Surface opacity

Hi there,

I’m using OS X and Cocoa to create a viewport that has a transparent background. This is achieved by setting the NSOpenGLCPSurfaceOpacity parameter of a Cocoa NSOpenGLContext instance to 0.

The effect is that my gl drawing is nicely performed over the top of my desktop i.e. I can see right through the viewport and have my gl objects drawn on top - this is exactly what I want.

Unfortunately, performance is miserable on my old 500mhz G3. However if I set the opaqueness back to 1 then performance is great on my 500mhz G3.

I thus conclude that something interesting happens with OS X/OpenGL when a transparent background is being used.

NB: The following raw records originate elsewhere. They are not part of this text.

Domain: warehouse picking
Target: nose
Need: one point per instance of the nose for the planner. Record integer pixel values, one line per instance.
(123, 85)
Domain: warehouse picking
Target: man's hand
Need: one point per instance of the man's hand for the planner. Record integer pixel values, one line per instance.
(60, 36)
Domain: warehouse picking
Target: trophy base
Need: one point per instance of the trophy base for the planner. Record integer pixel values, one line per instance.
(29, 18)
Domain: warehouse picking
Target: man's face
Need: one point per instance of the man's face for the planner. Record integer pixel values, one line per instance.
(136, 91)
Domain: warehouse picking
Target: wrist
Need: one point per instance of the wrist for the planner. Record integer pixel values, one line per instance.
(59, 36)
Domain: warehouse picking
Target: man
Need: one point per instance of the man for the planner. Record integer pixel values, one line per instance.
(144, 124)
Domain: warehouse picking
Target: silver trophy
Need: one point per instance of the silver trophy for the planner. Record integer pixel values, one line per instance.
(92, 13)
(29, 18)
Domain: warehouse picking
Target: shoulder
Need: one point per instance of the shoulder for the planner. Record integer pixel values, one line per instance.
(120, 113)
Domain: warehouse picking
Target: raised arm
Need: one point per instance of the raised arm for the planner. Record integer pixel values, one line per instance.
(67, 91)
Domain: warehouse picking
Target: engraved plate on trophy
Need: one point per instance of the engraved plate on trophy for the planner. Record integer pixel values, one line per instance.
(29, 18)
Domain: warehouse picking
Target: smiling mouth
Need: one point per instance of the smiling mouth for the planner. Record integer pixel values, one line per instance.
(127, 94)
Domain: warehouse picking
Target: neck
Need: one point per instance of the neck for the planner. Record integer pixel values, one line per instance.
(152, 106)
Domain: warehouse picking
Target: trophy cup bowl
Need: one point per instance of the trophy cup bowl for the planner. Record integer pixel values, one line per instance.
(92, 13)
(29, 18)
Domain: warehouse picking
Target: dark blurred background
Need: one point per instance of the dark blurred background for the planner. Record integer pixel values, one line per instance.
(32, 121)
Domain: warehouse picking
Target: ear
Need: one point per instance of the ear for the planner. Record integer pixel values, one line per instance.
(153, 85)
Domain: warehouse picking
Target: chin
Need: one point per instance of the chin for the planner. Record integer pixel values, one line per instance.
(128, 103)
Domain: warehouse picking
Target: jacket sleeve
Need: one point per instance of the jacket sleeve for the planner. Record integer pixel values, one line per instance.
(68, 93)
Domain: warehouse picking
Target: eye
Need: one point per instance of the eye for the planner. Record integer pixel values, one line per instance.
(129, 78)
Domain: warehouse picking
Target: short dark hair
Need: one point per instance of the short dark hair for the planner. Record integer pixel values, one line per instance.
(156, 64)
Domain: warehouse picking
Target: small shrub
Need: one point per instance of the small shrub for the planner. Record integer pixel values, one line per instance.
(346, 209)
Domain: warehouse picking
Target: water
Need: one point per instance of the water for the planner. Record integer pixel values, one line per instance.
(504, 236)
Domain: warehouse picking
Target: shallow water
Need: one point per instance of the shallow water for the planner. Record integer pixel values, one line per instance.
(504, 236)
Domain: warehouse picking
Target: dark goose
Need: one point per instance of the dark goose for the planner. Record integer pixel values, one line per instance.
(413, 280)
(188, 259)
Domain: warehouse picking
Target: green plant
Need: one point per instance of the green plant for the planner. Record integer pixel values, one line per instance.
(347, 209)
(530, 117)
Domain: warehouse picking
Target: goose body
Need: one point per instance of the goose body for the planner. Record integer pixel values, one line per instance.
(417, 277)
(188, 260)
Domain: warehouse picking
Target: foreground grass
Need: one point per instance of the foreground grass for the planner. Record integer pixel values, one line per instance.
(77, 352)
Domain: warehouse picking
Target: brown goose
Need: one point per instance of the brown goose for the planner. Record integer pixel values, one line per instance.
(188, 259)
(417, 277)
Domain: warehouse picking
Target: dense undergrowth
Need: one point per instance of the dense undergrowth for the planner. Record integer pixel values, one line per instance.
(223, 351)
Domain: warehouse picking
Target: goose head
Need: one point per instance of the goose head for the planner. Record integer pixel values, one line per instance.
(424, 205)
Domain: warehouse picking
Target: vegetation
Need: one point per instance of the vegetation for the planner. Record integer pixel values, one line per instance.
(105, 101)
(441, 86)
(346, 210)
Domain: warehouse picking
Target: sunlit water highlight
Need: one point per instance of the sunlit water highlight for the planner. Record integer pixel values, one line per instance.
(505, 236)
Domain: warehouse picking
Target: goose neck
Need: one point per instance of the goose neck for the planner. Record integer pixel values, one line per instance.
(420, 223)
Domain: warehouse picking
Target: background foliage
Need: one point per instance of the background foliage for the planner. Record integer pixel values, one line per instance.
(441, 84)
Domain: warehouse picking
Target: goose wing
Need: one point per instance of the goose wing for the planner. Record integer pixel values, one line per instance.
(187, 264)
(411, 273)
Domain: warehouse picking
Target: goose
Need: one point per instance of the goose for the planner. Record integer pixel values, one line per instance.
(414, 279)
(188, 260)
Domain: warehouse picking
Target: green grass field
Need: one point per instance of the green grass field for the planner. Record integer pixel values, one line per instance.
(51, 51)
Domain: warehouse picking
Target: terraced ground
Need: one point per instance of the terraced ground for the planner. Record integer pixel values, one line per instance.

Any thoughts on this anyone? Is there a better way to capure what is underneath my viewport and use that as a background image or something? I read somewhere that textures can be used to achieve this effect so any sample code would be highly appreciated.

Thanks for any help.

-C

I good guess is that this is not possible to do with hardware acceleration on so when you enable the transparency you only get software rendering.

Mikael

Originally posted by mikael_aronsson:
[b]I good guess is that this is not possible to do with hardware acceleration on so when you enable the transparency you only get software rendering.

Mikael[/b]

Interesting - thanks… I wonder if there’s a method of validating whether h/w rendering occurs or not… there’s a tool named OpenGL profiler provided with the OS X developer tools so I’ll take a deeper look.

Interestingly all is well on my Dual 1Ghz G4 - but that could be due to the fact that it is a Dual 1Ghz G4…

Any other techniques that I could employ here i.e. a pointer to some nice gl code that renders a background = to the desktop underneath the viewport… (or is this outside the realm of gl and more to do with the underlying OS?).